Tuesday, 24 January 2012

Richard Driver, Analyst
Eurozone finance ministers rejected the private bondholders’ offer yesterday and asked them to consider a sub-4% yield on new bonds. There was no euro sell-off though, as there was reason for hope thanks to a statement from Germany indicating that it is now open to boosting the firepower of the eurozone’s rescue funds.  
We have seen a raft of eurozone PMI data this morning, which has actually been broadly positive.  Today’s session has brought some positive public sector net borrowing data from the UK but pairings are no doubt going to be driven by headlines from Europe.
STERLING/EURO: A deal regarding the deployment of the permanent bailout fund was reached yesterday, which offered the euro a little support.
  • There was positive news for the euro that the European Stability Mechanism will be able to provide emergency loans, provided they have the backing of 85% of eurozone government under qualified majority voting.

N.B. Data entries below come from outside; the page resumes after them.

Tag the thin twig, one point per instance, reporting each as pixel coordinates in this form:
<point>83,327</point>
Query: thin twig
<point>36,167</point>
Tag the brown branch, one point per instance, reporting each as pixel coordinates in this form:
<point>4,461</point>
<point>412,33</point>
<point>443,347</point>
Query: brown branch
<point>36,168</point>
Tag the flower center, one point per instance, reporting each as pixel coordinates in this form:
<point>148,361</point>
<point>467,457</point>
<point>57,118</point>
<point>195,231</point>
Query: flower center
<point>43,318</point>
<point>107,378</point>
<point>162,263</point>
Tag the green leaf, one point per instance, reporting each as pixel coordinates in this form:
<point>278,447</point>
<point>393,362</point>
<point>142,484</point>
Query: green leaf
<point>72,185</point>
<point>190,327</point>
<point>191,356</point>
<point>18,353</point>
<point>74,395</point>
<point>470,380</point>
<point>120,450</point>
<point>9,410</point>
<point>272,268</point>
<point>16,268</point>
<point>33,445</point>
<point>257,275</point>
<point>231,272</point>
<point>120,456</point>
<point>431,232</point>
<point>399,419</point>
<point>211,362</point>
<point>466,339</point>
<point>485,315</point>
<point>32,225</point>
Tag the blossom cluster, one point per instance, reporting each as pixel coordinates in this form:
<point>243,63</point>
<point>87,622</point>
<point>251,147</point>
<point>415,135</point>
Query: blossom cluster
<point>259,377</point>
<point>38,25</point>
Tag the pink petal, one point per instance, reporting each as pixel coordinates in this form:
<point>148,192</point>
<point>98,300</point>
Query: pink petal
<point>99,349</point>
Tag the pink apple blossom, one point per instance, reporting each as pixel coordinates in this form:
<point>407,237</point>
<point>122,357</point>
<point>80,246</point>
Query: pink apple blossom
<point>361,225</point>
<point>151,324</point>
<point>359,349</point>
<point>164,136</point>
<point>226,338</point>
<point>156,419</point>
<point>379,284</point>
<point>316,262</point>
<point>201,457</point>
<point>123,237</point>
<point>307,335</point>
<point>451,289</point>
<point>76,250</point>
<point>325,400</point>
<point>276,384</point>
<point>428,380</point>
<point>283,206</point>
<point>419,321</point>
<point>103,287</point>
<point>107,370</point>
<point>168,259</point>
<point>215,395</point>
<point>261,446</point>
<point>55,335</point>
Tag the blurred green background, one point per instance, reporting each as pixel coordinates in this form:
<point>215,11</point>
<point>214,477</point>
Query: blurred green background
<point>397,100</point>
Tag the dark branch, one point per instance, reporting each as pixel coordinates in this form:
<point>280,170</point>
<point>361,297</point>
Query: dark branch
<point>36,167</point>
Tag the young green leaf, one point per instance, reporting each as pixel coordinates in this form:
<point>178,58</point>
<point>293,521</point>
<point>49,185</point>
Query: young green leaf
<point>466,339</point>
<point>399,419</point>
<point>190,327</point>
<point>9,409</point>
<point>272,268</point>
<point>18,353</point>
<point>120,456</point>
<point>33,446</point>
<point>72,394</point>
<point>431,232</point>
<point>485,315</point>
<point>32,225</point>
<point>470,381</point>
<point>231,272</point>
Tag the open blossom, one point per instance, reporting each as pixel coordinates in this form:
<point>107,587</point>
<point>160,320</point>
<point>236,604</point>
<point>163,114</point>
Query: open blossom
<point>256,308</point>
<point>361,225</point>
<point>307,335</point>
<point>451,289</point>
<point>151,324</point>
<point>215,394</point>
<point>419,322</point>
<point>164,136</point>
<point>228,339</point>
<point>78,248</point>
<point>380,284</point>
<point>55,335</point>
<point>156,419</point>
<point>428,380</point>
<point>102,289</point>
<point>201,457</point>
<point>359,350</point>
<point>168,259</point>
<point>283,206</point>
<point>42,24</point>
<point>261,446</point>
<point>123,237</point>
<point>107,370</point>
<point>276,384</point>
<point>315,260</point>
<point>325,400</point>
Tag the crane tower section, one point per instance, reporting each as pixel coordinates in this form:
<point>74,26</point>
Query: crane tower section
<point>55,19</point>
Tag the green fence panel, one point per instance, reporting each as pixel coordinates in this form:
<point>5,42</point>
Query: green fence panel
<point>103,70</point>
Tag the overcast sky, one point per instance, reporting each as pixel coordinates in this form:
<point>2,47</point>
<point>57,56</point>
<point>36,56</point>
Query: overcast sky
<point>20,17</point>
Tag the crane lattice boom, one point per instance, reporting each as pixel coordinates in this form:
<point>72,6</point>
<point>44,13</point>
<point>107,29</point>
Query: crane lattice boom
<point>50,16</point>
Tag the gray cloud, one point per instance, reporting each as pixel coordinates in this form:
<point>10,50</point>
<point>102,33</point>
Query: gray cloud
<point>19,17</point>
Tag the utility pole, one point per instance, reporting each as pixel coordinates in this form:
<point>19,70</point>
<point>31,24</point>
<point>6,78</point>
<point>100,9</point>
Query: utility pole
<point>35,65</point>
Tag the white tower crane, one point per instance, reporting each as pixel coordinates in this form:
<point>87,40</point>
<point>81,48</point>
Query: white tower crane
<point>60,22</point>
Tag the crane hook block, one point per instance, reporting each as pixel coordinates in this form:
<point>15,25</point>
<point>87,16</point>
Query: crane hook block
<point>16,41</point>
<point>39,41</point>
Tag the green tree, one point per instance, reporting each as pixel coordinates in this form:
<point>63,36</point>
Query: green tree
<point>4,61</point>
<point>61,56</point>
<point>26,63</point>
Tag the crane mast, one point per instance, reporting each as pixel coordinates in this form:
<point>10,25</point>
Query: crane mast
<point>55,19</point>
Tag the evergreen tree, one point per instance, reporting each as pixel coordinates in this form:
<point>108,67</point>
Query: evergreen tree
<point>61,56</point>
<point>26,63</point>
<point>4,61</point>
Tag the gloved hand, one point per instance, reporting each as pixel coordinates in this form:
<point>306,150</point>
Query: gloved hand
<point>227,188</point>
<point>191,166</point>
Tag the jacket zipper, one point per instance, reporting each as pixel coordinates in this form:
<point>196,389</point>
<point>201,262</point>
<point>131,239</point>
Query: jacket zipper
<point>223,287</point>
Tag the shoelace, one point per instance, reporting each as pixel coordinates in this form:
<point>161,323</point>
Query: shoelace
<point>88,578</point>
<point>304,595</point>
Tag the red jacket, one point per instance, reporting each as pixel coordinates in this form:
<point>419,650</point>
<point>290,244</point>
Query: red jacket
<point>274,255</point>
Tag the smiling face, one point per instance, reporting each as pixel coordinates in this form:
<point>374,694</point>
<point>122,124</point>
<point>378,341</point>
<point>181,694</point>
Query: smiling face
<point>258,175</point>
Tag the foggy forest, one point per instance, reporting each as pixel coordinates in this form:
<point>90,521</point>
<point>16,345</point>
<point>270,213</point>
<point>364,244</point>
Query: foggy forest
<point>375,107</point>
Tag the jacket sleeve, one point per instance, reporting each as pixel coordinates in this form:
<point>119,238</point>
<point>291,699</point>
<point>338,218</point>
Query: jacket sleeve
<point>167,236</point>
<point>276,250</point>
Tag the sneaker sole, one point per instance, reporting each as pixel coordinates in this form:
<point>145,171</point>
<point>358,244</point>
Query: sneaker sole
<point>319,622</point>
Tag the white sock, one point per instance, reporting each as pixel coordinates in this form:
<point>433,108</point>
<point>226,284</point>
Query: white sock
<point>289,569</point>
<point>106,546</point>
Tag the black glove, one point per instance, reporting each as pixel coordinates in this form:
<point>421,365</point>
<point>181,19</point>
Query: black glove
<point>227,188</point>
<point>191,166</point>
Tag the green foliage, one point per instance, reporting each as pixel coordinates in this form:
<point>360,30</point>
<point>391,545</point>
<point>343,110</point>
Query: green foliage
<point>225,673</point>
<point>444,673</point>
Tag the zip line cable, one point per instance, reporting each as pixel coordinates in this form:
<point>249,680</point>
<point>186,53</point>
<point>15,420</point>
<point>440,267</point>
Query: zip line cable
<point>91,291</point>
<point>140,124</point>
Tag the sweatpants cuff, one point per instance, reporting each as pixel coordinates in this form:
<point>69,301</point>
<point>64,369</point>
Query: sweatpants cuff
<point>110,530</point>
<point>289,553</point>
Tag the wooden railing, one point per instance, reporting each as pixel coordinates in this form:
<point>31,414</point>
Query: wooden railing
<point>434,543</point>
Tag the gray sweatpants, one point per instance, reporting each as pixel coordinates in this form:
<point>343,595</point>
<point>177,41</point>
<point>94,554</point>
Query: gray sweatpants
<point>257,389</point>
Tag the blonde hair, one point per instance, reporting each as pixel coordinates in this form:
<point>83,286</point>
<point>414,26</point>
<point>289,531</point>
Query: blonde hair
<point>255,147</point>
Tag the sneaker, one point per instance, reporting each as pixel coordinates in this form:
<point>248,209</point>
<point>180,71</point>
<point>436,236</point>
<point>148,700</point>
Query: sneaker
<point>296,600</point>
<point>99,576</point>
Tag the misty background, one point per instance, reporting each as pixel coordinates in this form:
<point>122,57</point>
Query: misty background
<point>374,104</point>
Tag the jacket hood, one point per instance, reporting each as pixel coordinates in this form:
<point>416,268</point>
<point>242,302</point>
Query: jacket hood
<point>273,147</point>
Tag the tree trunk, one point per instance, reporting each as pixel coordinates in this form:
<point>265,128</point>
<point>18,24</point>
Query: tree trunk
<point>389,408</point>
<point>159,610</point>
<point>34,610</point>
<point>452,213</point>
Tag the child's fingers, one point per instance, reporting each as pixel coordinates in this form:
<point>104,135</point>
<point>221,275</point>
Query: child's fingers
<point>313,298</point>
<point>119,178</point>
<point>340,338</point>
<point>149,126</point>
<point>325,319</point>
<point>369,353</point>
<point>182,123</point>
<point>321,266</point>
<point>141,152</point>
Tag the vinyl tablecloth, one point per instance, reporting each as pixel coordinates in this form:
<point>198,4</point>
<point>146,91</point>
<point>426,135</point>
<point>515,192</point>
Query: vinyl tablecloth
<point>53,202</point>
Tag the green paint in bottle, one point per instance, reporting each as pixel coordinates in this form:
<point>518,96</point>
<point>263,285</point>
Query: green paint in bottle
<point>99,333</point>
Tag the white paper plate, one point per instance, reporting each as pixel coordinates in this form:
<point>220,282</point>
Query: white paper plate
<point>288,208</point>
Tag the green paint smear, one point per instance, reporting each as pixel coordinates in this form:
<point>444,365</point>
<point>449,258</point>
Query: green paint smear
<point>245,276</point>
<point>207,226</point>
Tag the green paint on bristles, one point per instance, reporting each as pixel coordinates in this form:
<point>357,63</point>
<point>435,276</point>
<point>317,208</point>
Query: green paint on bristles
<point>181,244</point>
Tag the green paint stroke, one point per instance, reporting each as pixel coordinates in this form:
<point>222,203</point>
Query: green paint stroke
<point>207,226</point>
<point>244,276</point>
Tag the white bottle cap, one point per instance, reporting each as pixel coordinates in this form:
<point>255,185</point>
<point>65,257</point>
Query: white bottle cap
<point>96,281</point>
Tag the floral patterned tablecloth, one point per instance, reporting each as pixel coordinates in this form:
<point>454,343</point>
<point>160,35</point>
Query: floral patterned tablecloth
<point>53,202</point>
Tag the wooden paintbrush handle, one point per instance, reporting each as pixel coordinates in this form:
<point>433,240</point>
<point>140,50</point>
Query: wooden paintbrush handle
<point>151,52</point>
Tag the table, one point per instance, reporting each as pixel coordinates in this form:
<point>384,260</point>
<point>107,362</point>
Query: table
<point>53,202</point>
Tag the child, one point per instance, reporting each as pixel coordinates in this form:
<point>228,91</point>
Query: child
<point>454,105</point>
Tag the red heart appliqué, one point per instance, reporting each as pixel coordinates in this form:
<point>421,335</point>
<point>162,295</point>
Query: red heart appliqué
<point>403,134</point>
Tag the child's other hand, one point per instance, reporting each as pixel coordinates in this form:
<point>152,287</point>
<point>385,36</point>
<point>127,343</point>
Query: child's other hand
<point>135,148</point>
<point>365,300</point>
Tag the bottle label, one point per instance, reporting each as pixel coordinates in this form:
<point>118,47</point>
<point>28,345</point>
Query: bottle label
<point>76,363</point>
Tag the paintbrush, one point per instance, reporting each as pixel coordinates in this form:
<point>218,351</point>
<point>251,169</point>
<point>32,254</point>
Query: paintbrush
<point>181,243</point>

There was a slightly more concerning headline that investors fear Portugal will require a second bailout at some point.
  • Sterling is trading at a weak looking €1.1920 this morning, with the euro having been helped by some positive German and eurozone-wide manufacturing and services data.  
FORECAST

hold

STERLING/US DOLLAR: This pair traded within a very tight range yesterday, having been rejected at the $1.56 level.
  • Sterling has climbed by almost three cents in the past week or so but is meeting some fairly stiff resistance at these levels. These are strong levels at which to sell sterling and buy USD, particularly given the uncertain outlook in the eurozone and UK economies, as opposed to the upturn we are seeing in the US.
  • Sterling is trading at $1.5550 and it would be no surprise to see some further sideways trading as investors hold off ahead of tomorrow night’s Fed statement.
FORECAST

hold
EURO/US DOLLAR: Strong data and optimism surrounding future emergency funds in the eurozone outweighed the absence of Greek PSI deal.  
  • The German services sector ticked up impressively last month and its construction sector bounced out of negative territory as well. The services sector of the eurozone as a whole followed suit and also moved back into positive growth, though its manufacturing sector contracted marginally. The figures have understandably been taken as a positive, particularly amid all the talk of a eurozone recession.
  • There is a sense that eurozone finance ministers are getting somewhere in dealing with the debt crisis moving forward (via the ESM), and the possibility that Germany will allow the fund to be expanded is a real positive. This pair is thus trading up at $1.3050.
FORECAST

hold
STERLING/AUSTRALIAN DOLLAR: The aussie dollar is weakening ahead of what is likely to be some weak Australian inflation data.
  • Australian inflation data is likely to reveal slowing price pressures for the fourth consecutive month. If the data this evening is weak, the arguments for another Reserve Bank of Australia rate cut will be strengthened once again. Asian stocks also spent their fourth day in the green out of five, which boosted demand for the aussie.
  • Sterling is trading at 1.4850 this morning and it looks as if we may see a bit of a bounce in this pair today.
FORECAST

up
STERLING/NEW ZEALAND DOLLAR: Sterling is trading a little higher today, with European markets responding cautiously to the overnight Greek news.
  • We have not seen data from New Zealand yet this week, but we have some credit card spending, manufacturing and trade balance data to look forward to in the coming week. Also important for the kiwi dollar this week will be news from the US economy; the Fed is meeting over the next two days and will be giving a statement tomorrow night, and the US GDP figure comes on Friday. There is plenty of potential positivity as far as risk is concerned here.
  • Nonetheless, sterling is finding some favour this morning amid a decline in European stocks, as investors search for safety.
FORECAST

up
STERLING/CANADIAN DOLLAR: Canadian data and US stocks were positive yesterday afternoon, though Canadian retail sales figures may be weaker today.
  • This pair traded sideways yesterday, as the markets lay in wait for news regarding Greece’s PSI negotiations. It is certainly a disappointment that nothing concrete emerged last night and it has been indicated that a deal can be expected before Feb 13th, though we don’t have to remind you how many times we have been left wanting before.
  • US stocks have benefited from an impressive recovery in recent sessions, which is really fuelling the loonie. This pair is trading at the low level of 1.57 this morning.